Im Ziel – weniger Flüchtlinge in der EU – sind sich Scholz und Meloni einig. Der Dissens ist, wie man das erreicht. Die Ampel will Zentren an den EU-Außengrenzen. Dort sollen Migranten aus Ländern mit geringer Anerkennungsquote bis zu drei Monate festgehalten werden – und nach Prüfung des Asylanspruchs entweder in EU-Länder weiter reisen oder abgeschoben werden. Deutschland bietet dafür finanzielle und organisatorische Hilfe an. Doch für Italien wäre dies das Gegenteil der bisherigen Praxis. Nämlich Flüchtlinge nicht registriert nach Norden ziehen zu lassen. 2022 kamen rund 100.000 in Italien an – nur 20.000 blieben dort.
Flüchtlingszentren in Afrika?
Meloni steht unter starkem selbst erzeugten Druck, Migration rigide zu begrenzen. Das war eines ihrer Wahlversprechen. Doch die Zahlen steigen 2023. Auch seit das autoritäre Regime in Tunesien eine rassistische Kampagne gegen dunkelhäutige Afrikaner initiierte.

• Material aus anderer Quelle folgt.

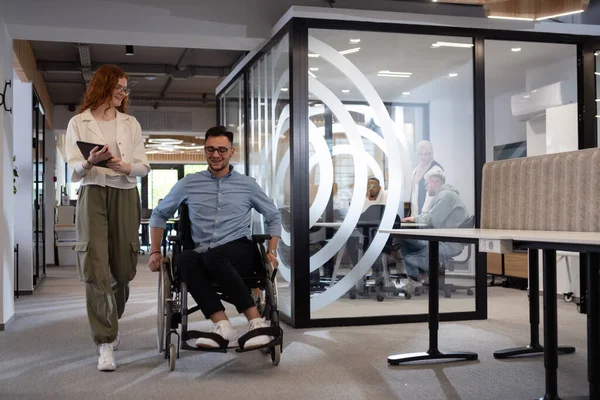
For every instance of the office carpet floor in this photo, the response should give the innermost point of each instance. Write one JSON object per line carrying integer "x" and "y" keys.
{"x": 47, "y": 353}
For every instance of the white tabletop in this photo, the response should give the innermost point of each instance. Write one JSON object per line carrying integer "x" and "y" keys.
{"x": 586, "y": 238}
{"x": 339, "y": 224}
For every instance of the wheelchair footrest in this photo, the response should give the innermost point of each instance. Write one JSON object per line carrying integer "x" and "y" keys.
{"x": 223, "y": 343}
{"x": 273, "y": 331}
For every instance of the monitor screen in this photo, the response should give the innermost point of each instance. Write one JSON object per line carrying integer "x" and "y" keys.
{"x": 510, "y": 150}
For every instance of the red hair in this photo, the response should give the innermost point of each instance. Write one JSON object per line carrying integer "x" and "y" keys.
{"x": 100, "y": 89}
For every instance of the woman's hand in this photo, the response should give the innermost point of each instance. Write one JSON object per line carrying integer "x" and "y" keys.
{"x": 98, "y": 155}
{"x": 155, "y": 261}
{"x": 272, "y": 259}
{"x": 117, "y": 165}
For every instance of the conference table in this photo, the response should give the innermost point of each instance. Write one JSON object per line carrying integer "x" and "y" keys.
{"x": 503, "y": 241}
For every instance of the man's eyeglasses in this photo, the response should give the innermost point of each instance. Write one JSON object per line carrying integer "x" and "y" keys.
{"x": 222, "y": 150}
{"x": 125, "y": 89}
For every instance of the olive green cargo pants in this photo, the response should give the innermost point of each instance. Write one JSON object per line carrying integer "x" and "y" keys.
{"x": 108, "y": 221}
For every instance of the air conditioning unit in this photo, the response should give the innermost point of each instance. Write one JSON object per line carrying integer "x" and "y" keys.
{"x": 533, "y": 104}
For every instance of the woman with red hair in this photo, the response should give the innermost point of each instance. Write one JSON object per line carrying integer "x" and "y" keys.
{"x": 108, "y": 208}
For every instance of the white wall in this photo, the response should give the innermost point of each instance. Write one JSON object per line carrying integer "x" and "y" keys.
{"x": 23, "y": 127}
{"x": 7, "y": 307}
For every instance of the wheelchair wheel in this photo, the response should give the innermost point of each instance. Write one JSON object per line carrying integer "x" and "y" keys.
{"x": 172, "y": 356}
{"x": 164, "y": 292}
{"x": 275, "y": 354}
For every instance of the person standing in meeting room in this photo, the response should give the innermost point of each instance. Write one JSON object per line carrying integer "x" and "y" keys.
{"x": 108, "y": 210}
{"x": 375, "y": 194}
{"x": 420, "y": 200}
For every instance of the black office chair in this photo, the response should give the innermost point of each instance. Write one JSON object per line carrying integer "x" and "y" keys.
{"x": 380, "y": 281}
{"x": 172, "y": 300}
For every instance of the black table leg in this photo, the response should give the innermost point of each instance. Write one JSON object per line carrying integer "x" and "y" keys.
{"x": 550, "y": 326}
{"x": 534, "y": 346}
{"x": 434, "y": 320}
{"x": 593, "y": 313}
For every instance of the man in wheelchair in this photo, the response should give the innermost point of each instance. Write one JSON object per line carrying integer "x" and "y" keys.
{"x": 219, "y": 201}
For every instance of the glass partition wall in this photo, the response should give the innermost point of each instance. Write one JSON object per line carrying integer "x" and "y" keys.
{"x": 352, "y": 127}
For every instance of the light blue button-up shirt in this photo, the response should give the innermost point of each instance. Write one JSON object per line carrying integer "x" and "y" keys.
{"x": 220, "y": 209}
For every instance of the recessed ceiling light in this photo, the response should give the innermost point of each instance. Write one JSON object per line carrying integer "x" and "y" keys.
{"x": 559, "y": 15}
{"x": 350, "y": 51}
{"x": 451, "y": 44}
{"x": 512, "y": 18}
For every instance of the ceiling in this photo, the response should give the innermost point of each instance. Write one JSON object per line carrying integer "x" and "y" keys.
{"x": 505, "y": 70}
{"x": 158, "y": 76}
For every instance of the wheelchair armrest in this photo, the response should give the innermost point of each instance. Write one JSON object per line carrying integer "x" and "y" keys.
{"x": 260, "y": 238}
{"x": 174, "y": 238}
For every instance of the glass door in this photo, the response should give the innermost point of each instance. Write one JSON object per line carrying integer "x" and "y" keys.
{"x": 39, "y": 217}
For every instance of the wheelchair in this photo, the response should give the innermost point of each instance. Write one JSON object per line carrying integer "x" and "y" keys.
{"x": 173, "y": 312}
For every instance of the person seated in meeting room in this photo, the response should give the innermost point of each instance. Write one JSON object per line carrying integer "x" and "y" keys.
{"x": 220, "y": 201}
{"x": 420, "y": 200}
{"x": 375, "y": 194}
{"x": 447, "y": 211}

Meloni will Flüchtlingszen-tren nach Tunesien und Libyen auslagern. Man müsse „die Primär-Migration in den Griff bekommen“, so Meloni bei der Pressekonferenz am Donnerstag. Scholz' Anspruch, Migranten „human und in Einklang mit geltendem Recht“ zu behandeln, so der Kanzler in einem Interview mit einer italienischen Zeitung, würde das Hohn sprechen. Solche Zentren außerhalb sind, wie das Beispiel Australien zeigt, schnell organisierte Unmenschlichkeit.

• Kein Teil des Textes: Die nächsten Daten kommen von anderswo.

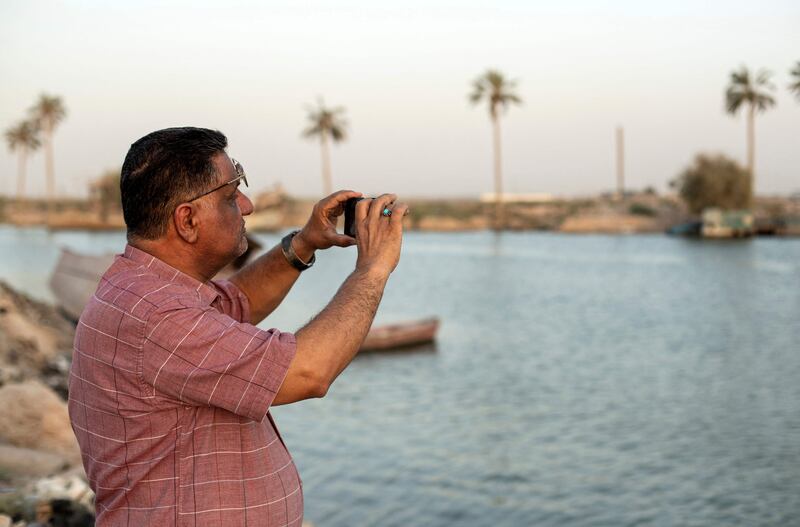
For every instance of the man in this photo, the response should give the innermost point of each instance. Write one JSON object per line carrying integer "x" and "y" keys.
{"x": 171, "y": 382}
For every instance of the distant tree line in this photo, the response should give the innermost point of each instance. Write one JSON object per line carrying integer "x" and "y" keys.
{"x": 714, "y": 177}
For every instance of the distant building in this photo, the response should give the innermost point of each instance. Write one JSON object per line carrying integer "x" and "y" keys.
{"x": 507, "y": 197}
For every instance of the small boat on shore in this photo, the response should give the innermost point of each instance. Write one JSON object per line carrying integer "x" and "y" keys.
{"x": 401, "y": 335}
{"x": 75, "y": 277}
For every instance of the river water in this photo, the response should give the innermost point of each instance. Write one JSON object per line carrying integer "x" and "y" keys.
{"x": 576, "y": 381}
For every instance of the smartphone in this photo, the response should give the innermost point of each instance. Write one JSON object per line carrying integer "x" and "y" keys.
{"x": 350, "y": 216}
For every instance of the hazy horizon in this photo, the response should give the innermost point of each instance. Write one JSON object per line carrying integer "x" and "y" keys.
{"x": 403, "y": 71}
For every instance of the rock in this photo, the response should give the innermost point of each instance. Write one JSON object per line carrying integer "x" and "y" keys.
{"x": 22, "y": 463}
{"x": 33, "y": 416}
{"x": 35, "y": 341}
{"x": 70, "y": 487}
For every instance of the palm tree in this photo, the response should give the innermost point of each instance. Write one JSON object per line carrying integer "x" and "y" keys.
{"x": 498, "y": 92}
{"x": 24, "y": 139}
{"x": 326, "y": 122}
{"x": 743, "y": 89}
{"x": 47, "y": 113}
{"x": 795, "y": 85}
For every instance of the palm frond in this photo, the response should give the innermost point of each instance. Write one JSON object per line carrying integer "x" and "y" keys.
{"x": 744, "y": 89}
{"x": 496, "y": 89}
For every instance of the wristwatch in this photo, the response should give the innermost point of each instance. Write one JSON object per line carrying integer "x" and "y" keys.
{"x": 291, "y": 256}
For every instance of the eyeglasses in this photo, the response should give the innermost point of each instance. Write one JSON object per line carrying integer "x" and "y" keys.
{"x": 240, "y": 176}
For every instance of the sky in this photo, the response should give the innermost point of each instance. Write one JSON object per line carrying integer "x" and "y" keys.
{"x": 403, "y": 72}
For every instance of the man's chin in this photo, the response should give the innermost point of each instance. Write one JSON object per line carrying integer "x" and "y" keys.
{"x": 244, "y": 243}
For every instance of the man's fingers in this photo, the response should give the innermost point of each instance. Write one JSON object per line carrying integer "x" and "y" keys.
{"x": 342, "y": 195}
{"x": 398, "y": 211}
{"x": 380, "y": 203}
{"x": 342, "y": 240}
{"x": 362, "y": 208}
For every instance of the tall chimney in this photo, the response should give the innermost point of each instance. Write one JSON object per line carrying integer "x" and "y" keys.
{"x": 620, "y": 163}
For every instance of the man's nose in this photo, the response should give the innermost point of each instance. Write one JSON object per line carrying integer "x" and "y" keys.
{"x": 245, "y": 205}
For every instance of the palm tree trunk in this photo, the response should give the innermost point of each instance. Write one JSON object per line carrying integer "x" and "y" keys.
{"x": 21, "y": 162}
{"x": 499, "y": 209}
{"x": 751, "y": 149}
{"x": 326, "y": 164}
{"x": 49, "y": 171}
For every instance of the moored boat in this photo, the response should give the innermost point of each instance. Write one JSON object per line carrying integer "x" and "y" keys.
{"x": 75, "y": 277}
{"x": 401, "y": 335}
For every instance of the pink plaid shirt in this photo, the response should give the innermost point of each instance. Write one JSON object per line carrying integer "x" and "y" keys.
{"x": 169, "y": 398}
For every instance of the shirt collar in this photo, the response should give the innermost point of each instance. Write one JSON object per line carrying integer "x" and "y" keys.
{"x": 207, "y": 292}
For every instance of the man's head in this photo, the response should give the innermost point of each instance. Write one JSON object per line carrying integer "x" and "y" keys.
{"x": 162, "y": 170}
{"x": 181, "y": 199}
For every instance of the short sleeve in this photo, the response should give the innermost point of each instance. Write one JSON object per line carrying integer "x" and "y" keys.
{"x": 201, "y": 356}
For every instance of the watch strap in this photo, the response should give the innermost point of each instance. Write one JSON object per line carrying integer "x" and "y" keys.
{"x": 291, "y": 256}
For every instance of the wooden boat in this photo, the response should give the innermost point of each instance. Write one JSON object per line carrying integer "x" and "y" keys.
{"x": 76, "y": 276}
{"x": 401, "y": 335}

Berlin hält Melonis Versuche, Tunesien und Libyen für solche Zentren zu gewinnen, für aussichtslos. Die gemeinsame Linie scheint nun zu sein, Tunesien finanziell zu helfen – um Migration von dort zu verhindern. Am Sonntag wird Meloni dorthin mit Mark Rutte und Ursula von der Leyen reisen.
Melonis Taktik ist pragmatisch. Bislang hält sich die Regierung in Rom bei dem Asyldeal in der EU bedeckt – man will keine Brücke sprengen. Die Rechnung: Wenn es etwas gibt,was weniger Migration bedeutet, ist man verhandlungsbereit.
Meloni bleibt vage
Aber das würde heißen: eine verbindliche Zusage anderer EU-Staaten, anerkannte Flüchtlinge aus Italien aufzunehmen, und die Sicherheit, Abgelehnte abschieben zu können. Sonst wird Meloni bei ihrer jetzigen Praxis bleiben: NGO-Rettungsboote schikanieren, Geflüchtete nicht registrieren und hoffen, dass weiterhin die Meisten nach Norden weiterziehen. Man werde in der EU „eine gemeinsame Lösung finden“, so die Regierungschefin etwas vage.

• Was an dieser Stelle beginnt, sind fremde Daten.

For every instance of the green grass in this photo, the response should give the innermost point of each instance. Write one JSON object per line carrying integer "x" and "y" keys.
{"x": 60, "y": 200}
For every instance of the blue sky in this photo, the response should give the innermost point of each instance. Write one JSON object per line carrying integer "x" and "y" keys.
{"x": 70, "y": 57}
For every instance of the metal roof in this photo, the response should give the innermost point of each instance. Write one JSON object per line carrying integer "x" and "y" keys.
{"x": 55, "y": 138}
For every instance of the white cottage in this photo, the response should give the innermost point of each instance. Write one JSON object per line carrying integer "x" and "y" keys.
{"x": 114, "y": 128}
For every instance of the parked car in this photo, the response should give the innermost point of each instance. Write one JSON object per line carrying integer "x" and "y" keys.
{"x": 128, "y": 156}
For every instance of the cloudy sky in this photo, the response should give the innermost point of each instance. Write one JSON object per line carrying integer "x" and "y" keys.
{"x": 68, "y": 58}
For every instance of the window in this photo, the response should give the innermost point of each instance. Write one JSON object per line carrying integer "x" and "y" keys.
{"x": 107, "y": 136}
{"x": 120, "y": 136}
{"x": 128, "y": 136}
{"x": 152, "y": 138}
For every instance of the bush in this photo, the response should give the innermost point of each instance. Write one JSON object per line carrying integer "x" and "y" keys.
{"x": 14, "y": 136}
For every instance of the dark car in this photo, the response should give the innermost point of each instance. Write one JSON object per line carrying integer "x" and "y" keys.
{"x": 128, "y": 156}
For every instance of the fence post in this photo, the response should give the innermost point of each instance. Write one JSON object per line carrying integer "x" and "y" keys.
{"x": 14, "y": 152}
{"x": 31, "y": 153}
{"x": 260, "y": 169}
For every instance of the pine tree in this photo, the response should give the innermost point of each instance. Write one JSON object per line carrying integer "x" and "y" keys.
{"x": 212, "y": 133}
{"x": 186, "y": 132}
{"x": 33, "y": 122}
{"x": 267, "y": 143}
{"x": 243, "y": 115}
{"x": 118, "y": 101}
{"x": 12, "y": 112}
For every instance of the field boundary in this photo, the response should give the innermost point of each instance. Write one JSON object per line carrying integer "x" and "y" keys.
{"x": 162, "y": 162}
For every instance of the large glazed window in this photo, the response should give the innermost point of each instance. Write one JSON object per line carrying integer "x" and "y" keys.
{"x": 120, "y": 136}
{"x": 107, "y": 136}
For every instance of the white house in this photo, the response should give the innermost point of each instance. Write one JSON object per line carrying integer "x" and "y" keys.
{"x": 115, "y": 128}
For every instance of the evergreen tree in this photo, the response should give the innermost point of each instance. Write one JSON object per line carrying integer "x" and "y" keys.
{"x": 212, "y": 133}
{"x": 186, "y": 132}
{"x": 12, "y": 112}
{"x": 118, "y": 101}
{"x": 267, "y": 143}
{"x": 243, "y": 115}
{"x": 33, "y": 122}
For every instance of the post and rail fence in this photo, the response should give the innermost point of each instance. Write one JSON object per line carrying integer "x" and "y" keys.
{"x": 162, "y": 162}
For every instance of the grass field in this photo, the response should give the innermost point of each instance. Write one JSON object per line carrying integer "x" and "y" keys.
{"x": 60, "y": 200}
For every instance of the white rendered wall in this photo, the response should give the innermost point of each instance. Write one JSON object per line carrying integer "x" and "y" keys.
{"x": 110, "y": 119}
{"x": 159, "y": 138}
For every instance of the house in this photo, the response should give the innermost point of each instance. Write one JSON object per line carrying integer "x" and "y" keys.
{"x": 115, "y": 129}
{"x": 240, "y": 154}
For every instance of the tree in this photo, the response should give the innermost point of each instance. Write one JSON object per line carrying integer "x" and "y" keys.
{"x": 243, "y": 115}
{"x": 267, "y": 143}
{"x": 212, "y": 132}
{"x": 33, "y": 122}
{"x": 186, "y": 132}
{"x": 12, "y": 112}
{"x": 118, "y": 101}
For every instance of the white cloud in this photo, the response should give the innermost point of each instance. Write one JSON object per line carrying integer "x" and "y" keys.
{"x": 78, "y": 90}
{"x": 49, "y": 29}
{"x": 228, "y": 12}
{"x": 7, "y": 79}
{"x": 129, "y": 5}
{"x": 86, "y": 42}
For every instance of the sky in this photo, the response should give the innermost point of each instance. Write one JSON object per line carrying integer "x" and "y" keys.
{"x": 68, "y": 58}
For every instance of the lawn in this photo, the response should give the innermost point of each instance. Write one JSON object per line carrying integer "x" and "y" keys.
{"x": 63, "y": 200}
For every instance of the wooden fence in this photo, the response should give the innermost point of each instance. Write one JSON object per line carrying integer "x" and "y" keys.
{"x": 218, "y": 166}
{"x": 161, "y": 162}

Scholz verwies darauf, dass Deutschland eine Million U-krainer aufgenommen hat. Von den 240.000 Asylsuchenden 2023 seien 80 Prozent nicht an der EU-Außengrenze registriert worden. Ein Wink Richtung Meloni. SPD-Innenministerin Nancy Faeser hatte schon angedeutet, man könne auch wieder Grenzkontrollen einführen.
Meloni lobte bei der Pressekonferenz entschlossen die eigene Flüchlingspolitik. Italien rette „im Mittelmeer Leben“ und leiste „hervorragende Arbeit“. Scholz ließ dies unkommentiert. Die Worte humanitäre Flüchtlingspolitik fielen bei der Pressekonferenz nicht.